For Haveli Investments, the Sirion partnership represents a calculated bet on the continued enterprise digitization of legal and procurement operations, accelerated by AI capabilities that were science fiction a decade ago but are now table stakes for competitive software platforms. The growth equity firm's ability to support product development, market expansion, and strategic M&A will determine whether this investment generates the 3-5x returns typical of successful mid-market software investments.
As contracts increasingly become machine-readable business intelligence rather than static legal documents, platforms that can extract, analyze, and operationalize this data will capture disproportionate value in the enterprise software stack. Whether Sirion emerges as the category leader or a strategic acquisition target for a larger software company, the Haveli investment positions the platform to benefit from structural tailwinds in contract intelligence adoption.

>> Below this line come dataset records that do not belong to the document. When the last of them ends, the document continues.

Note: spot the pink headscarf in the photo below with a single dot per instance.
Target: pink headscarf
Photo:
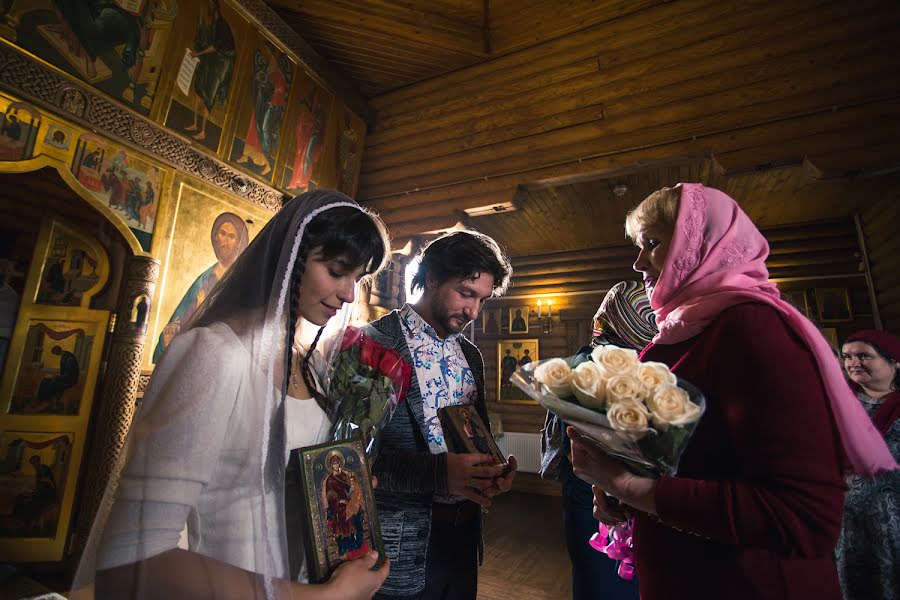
(717, 260)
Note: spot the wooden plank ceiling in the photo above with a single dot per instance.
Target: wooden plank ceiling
(550, 104)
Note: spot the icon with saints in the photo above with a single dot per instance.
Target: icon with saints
(337, 489)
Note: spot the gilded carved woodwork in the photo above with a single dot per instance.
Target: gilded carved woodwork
(119, 389)
(42, 85)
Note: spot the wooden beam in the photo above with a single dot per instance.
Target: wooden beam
(855, 161)
(398, 19)
(539, 77)
(720, 104)
(537, 21)
(564, 50)
(765, 84)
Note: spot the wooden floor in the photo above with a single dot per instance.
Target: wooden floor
(525, 554)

Transaction Details Summary
Attribute | Detail |
|---|---|
Announced Date | February 23, 2026 |
Transaction Type | Majority Investment |
Investor | Haveli Investments |
Target Company | Sirion |
Target Headquarters | New York, NY |
Target Industry | Enterprise SaaS / Contract Lifecycle Management |
Customer Base | 300+ enterprise clients, Fortune 500 focus |
Deal Value | Not Disclosed |
Management | Ajay Agrawal continues as CEO, existing team retained |
Use of Proceeds | Product development (AI features), market expansion (APAC), strategic M&A |
Advisory and financing details were not included in the announcement. Sirion and Haveli Investments did not immediately respond to requests for additional comment.